Options in this section are as follows:
- Rollback timeframe: Determines how long the information is stored in the cache. Increasing this time increases the size of the cache on endpoints, as the cache stores changes made during the chosen period. The default value is 48 hours.
- Rollback free disk space quota: Configures the maximum percentage of free disk space to allocate for file backups. The default setting is set to 30%, but you can adjust between 10-70%. This setting applies to all endpoints attached to the policy.
- Workstation rollback file size: Limits the files backed up in the cache based on file size. Files larger than the maximum size are not backed up. Increasing the maximum file size increases the cache size on each endpoint.
- Server rollback file size: Limits the files backed up in the cache based on file size. Files larger than the maximum size are not backed up. Increasing the maximum file size increases the cache size on each server.
-
Server rollback location: Provides a custom server backup location for Ransomware Rollback data. The specified folder path must be on a local drive, network drives are not supported. To change the backup location, set a new folder path within the available field. The folder path selected appends \rollback_backup to the ending automatically. The default backup path is: C:\ProgramData\Malwarebytes Endpoint Agent\Plugins\EDRPlugin\Backup\
Notes:
- We advise monitoring the free disk space of hard drives used as an alternative backup location to ensure enough space is available.
- Each endpoint uses a maximum of 30% free disk space to prevent issues with the operating system. This is always relative to the "available disk space" on the hard drive. If the hard drive reduces in capacity at some point, the backup folder automatically resizes to maintain the same percentage, deleting the oldest files to accommodate space.
Endpoint isolation
Endpoint Isolation temporarily stops threats from spreading between endpoints by restricting their communication or access.

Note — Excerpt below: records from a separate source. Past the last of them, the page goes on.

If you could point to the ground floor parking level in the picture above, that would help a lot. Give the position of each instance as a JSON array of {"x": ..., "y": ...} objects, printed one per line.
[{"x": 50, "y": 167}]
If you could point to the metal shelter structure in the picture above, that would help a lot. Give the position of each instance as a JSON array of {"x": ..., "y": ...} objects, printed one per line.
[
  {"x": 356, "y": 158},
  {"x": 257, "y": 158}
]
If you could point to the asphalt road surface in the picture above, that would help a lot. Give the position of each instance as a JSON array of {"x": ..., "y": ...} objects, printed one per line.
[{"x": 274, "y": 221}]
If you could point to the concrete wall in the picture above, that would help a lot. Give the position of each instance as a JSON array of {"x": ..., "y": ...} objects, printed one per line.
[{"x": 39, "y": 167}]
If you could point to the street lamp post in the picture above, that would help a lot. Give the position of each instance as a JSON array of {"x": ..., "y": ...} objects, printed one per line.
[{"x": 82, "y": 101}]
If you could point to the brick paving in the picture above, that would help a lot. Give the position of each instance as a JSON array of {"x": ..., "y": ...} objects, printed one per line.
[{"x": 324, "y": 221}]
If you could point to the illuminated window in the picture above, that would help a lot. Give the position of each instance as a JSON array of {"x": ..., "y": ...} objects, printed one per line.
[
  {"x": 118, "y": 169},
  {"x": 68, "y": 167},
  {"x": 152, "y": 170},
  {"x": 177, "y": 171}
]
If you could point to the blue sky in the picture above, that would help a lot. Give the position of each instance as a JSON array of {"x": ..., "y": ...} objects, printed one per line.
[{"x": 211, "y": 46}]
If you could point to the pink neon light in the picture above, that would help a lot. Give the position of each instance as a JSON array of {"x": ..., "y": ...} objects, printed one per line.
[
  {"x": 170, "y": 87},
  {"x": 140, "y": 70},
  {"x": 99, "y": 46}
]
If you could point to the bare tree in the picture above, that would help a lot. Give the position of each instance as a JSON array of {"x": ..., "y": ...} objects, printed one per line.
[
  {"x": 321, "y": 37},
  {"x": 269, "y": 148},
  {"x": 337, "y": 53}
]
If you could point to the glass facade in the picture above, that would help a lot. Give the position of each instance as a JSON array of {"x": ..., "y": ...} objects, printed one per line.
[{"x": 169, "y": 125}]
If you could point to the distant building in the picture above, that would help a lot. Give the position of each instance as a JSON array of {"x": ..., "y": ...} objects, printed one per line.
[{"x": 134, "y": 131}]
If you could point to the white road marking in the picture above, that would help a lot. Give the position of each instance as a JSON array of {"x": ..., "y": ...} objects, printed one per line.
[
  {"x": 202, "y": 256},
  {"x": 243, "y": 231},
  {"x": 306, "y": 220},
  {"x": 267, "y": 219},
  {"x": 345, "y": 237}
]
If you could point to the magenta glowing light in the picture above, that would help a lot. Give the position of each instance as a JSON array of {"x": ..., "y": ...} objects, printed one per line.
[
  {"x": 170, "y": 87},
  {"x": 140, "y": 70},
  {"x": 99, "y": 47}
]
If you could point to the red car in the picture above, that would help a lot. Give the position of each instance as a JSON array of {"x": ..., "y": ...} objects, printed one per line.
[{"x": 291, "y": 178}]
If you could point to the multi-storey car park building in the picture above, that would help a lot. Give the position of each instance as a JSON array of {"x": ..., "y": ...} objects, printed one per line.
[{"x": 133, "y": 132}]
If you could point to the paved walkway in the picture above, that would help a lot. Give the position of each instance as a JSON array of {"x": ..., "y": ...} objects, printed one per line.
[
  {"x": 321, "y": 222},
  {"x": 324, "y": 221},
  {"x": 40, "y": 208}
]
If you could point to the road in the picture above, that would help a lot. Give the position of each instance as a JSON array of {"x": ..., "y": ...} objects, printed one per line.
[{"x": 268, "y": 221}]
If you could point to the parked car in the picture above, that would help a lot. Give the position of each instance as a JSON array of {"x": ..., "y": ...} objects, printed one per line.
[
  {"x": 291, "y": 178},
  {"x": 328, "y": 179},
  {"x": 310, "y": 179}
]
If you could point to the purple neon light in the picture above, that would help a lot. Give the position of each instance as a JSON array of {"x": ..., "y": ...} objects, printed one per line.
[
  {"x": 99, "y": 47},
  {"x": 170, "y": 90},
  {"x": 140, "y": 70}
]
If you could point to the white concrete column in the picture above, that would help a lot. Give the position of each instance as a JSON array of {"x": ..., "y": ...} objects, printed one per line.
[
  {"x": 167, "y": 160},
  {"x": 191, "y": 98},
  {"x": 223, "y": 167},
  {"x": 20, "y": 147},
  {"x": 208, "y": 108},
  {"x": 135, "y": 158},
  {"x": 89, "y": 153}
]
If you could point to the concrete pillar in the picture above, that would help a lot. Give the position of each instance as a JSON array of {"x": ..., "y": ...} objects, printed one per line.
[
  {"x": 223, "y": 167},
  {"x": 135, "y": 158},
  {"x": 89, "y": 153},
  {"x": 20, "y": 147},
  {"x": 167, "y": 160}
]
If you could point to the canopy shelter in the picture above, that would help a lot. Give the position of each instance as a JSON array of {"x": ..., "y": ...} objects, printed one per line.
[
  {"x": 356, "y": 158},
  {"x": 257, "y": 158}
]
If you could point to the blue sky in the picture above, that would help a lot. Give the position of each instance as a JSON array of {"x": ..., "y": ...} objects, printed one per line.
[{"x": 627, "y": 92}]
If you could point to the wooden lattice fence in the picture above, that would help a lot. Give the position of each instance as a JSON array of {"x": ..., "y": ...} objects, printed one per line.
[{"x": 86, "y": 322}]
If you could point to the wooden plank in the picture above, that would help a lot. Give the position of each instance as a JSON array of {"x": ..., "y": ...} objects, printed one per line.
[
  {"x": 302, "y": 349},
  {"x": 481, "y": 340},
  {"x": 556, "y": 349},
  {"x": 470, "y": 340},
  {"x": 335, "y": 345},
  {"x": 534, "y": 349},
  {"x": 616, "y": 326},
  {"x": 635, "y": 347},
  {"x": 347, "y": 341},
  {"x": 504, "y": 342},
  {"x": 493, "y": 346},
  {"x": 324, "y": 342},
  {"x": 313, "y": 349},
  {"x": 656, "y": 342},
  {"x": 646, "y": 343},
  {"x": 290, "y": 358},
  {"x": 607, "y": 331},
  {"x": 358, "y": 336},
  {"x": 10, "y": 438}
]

An isolated endpoint can still communicate with the console and run Nebula processes.
Available options are as follows:
- Enable endpoint isolation to allow locking/unlocking of endpoints: Enables you to lock and unlock devices. This is done on the Manage > Endpoints page with the Actions > Isolate Endpoint(s) button.
Windows isolation settings
You can customize the isolation settings on Windows endpoints with the following options:
- Isolation Title: Customize the title.
- Isolation message: Customize the message so the end-user knows why their machine was isolated or who to contact.
- Image to display to the end-user: Upload a custom image or use your company logo so your end-users know the isolation message is legitimate. It must be a BMP file less than 2MB.
Active Response Shell
Active Response Shell provides the ability to investigate attacks, collect forensic data, and remediate detections on remote endpoints. Authorized Super Admins can securely access their endpoints remotely with Nebula.
To view and modify Active Response Shell settings, a Super Admin must have Active Response Shell permission enabled by the Nebula Account Owner. For more information, see Manage Users in Nebula.
Available options are:
- Active Response Shell: Turns active response shell on or off.
Advanced settings
Advanced settings include additional features for Active Response Shell. Available options are:
- Enable secure connections using certificate pinning: Limits which digital certificates are used with the Active Response Shell, providing additional security.